I wanted to go down the road of compiling hadoop as a way of installing. Hence, I had all of these extra things like docker which I’d never used (though they look cool), but as I struggled to get it to compile I realized installing hadoop is much simpler. Just download and edit configs. As simple as that is, I got snagged on a few issues, especially as I went to using YARN. I’m using hadoop 3.0.0-alpha4 (beta has been released since). Anyway, some of the gotchas:
- Port number changes (use 9870 not 50070)
- The infamous failure to replicate data. Some of this is learning how to parse the hadoop error logs as I went through the testing of adding data and running the grep example.

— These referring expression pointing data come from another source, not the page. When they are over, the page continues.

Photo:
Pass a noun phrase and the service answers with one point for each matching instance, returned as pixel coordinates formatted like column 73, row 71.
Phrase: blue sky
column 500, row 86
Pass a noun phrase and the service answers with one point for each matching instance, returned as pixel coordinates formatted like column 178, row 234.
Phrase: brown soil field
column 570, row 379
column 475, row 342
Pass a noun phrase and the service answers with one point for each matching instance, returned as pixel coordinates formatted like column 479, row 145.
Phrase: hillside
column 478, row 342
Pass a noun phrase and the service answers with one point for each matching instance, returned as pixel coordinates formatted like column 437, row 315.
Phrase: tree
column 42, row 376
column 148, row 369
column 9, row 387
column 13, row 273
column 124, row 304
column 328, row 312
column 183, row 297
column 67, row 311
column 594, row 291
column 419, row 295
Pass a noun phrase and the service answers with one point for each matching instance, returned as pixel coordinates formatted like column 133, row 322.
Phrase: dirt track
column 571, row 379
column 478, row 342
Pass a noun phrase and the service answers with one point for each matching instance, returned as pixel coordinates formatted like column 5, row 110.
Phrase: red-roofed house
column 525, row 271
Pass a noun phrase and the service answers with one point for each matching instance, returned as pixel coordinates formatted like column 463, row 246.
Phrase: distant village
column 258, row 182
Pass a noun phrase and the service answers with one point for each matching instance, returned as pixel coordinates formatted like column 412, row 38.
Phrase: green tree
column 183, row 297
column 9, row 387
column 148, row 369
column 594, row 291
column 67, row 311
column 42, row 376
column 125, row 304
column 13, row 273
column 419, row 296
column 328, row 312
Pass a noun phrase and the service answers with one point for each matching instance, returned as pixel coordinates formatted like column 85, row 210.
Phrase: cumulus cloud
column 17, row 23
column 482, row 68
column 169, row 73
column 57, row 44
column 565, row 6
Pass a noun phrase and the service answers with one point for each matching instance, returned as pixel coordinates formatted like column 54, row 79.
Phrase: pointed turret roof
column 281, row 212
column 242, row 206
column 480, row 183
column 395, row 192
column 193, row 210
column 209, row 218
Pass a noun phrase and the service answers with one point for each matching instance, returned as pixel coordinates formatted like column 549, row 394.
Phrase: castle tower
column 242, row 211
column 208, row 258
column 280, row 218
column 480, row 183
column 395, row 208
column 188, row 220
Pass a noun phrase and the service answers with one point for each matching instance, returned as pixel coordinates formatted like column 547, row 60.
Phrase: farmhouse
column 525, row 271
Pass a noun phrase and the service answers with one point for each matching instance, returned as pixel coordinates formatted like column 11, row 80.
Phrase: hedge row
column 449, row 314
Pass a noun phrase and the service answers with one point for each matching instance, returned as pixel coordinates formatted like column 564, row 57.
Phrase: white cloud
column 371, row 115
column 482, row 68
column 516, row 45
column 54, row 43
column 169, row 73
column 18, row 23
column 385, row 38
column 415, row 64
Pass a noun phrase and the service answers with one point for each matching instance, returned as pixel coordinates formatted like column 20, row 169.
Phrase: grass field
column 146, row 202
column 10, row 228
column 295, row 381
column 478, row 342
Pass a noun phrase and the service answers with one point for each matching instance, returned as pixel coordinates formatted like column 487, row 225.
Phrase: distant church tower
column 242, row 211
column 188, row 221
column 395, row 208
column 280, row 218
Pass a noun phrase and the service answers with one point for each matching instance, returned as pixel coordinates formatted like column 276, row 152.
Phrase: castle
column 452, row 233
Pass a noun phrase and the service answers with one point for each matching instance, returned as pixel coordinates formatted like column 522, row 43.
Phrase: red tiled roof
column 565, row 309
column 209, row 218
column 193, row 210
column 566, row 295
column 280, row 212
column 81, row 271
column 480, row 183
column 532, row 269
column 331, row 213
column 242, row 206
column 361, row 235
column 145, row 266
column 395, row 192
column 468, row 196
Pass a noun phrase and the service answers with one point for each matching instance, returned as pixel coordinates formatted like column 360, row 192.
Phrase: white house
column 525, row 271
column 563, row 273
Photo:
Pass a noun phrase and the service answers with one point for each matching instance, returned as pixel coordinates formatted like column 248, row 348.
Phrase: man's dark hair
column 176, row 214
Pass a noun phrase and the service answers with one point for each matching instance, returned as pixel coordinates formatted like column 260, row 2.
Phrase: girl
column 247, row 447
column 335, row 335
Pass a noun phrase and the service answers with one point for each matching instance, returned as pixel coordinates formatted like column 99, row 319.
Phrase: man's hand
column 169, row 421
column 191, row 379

- Learned how to turn off ipv6 (even though it’s not the issue)
- How to specify where the disk space is that hadoop is using for its data store (datanode and namenode dir settings)
- Adding memory to the jobs
- making sure to create directories appropriately.
- Adding the whitelist entries for env variables to yarn-site.
When 3.0 becomes an official release, I’ll give it another try. For now I note that I can’t easily add hive for 3.0.0 (unless I have energy to give it a whirl at the compilation level).
Then I’ve added spark. One issue there was that when I ran spark-sh, I got lots of errors that stem from not having an existing datastore, ususally that’s supposed to be something like hive. If you don’t have hive, then it will create a directory ‘metastore_db’ and use it, effectively, as its db. I had somehow created a version of it which stayed up when it tried it again, and it clobbered itself. the solution was to delete the metastore_db directory.
So for now, I have hadoop, I can run hadoop jobs, I have spark and can access it’s toolset.